L'évaluation des conséquences de l'intervention militaire du Vietnam se solde par un bilan fort contrasté où le mérite d'avoir éliminé le gouvernement de Pol Pot occulte les méfaits et les exactions commis.

A partir de 1985 aucun cas de famine n'est signalé.

Le nombre de victimes de guerre (tuées par les armes) pour les années 1980-1989 devrait se situer entre 30.000 et 40.000. Chiffres faibles et trompeurs : l'objectif des deux belligérants n'est pas tant de tuer que de rendre l'ennemi infirme à vie. Les armes qui sont alors les plus utilisées sont les mines.

30.000 amputés au moins, 90.000 handicapés à vie.

En 1992, 64 % des enfants ont perdu au moins un parent !


Extraits de la conclusion

Imputer la responsabilité des massacres à une clique restreinte, peut donner bonne conscience à certains, mais ce ne serait qu'une manière cynique de déguiser la réalité : près de 22 % des personnes actives ont été attachées à l'appareil administratif et de surveillance.

Une forte proportion de l'actuelle classe politique et la quasi totalité de l'administration locale sont constitués de personnes "récupérées" de l'ancienne administration des Khmers rouges : il n'y avait personne d'autre à qui faire appel.


Extraits du dernier chapitre du livre de Marek Sliwinski Le génocide Khmer rouge

Comment cela a-t-il été possible ?

L'explication des mobiles des crimes et, de surcroît, de ceux de crime contre l'humanité, a toujours fasciné l'imagination des chercheurs.

A l'issue de la Deuxième Guerre mondiale, nombreux furent les travaux qui ont tenté d'expliquer les crimes perpétrés par les nazis. Influencés au départ par l'approche freudienne, ils ont essayé de démontrer le lien entre racisme, type de personnalités, structure de la famille et phénomène fasciste en tant que tel. Avec la découverte tardive de l'univers exterminateur soviétique, l'intérêt s'est déplacé vers l'analyse des origines, de la structure et du fonctionnement des systèmes totalitaires". Puis, sont apparus les ouvrages démontrant le lien entre le contenu de l'idéologie ou des croyances, et la nature existentielle du système. Le plupart des ouvrages relatifs à la période des Khmers rouges au Cambodge appartiennent à cette dernière catégorie.

L'ouvrage collectif édité par Karl Jackson démontre d'une manière évidente la relation entre l'idéologie des Khmers rouges et le caractère exterminateur de leur système politique. Deux hypothèses, suscitées par cet ouvrage, méritent une attention particulière.

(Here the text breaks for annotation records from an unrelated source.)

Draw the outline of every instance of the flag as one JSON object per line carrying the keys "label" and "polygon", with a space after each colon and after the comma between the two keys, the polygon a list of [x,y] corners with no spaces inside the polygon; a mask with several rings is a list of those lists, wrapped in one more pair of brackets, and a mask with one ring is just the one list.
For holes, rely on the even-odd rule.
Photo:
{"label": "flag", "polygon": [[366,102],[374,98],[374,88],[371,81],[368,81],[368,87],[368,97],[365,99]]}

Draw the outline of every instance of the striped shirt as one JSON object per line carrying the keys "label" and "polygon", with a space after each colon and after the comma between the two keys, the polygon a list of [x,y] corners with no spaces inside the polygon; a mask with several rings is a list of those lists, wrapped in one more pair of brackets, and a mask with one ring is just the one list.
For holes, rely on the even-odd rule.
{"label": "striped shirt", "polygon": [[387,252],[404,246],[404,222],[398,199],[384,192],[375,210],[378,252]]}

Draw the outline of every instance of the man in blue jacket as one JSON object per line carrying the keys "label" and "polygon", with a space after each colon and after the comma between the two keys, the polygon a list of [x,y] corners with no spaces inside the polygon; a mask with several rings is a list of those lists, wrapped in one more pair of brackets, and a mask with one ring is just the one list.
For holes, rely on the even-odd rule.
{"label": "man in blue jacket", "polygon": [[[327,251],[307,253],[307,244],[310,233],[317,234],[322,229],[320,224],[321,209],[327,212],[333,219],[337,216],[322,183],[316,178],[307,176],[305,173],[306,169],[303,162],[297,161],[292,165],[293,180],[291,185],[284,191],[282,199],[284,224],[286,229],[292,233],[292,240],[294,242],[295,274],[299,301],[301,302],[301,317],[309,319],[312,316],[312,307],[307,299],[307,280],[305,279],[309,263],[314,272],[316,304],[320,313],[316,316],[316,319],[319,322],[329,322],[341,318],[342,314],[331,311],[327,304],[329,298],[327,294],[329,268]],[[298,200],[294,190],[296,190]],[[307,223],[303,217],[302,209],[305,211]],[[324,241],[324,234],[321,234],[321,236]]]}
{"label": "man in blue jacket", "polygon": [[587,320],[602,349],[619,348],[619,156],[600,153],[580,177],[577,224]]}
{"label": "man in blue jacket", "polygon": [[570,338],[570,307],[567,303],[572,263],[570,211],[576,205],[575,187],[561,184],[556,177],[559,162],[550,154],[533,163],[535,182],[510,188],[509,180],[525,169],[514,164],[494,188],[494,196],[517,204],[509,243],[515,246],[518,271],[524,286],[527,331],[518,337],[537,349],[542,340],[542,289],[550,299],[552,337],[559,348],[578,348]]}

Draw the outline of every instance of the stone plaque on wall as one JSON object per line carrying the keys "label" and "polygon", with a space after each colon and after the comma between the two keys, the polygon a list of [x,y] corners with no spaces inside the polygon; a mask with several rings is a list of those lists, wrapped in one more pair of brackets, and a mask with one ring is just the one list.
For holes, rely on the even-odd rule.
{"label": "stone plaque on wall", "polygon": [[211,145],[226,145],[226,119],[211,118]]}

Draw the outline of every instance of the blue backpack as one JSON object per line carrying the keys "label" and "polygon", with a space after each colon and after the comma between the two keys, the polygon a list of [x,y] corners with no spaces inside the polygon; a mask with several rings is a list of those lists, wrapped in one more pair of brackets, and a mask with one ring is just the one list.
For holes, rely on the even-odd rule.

La première, évoquée par Jackson, insiste sur l'effet d'une rencontre entre idéologie communiste intransigeante et doctrine de l'autarcie totale. Il en a résulté une dégradation de l'idéal révolutionnaire initial, et cela dans un climat de privations extrêmes, de chambres de torture et de famine généralisées.

Quant à l'hypothèse de François Ponchaud, elle démontre comment la rencontre entre communisme intransigeant et doctrine karmique a contribué à l'ampleur de l'extermination. Justifiant les inégalités sociales et les souffrances des opprimés par les mauvaises actions commises dans les vies antérieures, la doctrine karmique a été considérée par les révolutionnaires khmers rouges comme un véritable " opium du peuple ". D'un autre côté, l'individualisme bouddhique a empêché une résistance organisée au régime, chacun ne s'occupant que de son propre avenir.

On peut pourtant se demander si les affinités évoquées dans ces hypothèses constituent la cause première des exterminations commises par les Khmers rouges, ou si elles n'en sont qu'un corollaire. Les idéologies extrémistes sont connues de tous mais elles ne sont que rarement associées avec les abominations commises. L'engrenage de la violence et de la cruauté dépend probablement d'un syndrome de variables spécifiques où les prémisses d'ordre moral et idéologique jouent un rôle relativement secondaire. Du point de vue strictement béhavioriste, l'engrenage de la violence doit résulter d'un processus de conditionnement particulier auquel la société ou certaines parties de cette société sont soumises. Dans le cas précis du Cambodge, on peut ainsi distinguer trois facteurs qui, selon toute vraisemblance, ont joué un rôle essentiel :
- 1 - le processus de conditionnement des Khmers rouges;
- 2 - la généralisation de l'état "agentique" des individus sous la domination des Khmers rouges;
- 3 - le processus de désintégration de la société khmère.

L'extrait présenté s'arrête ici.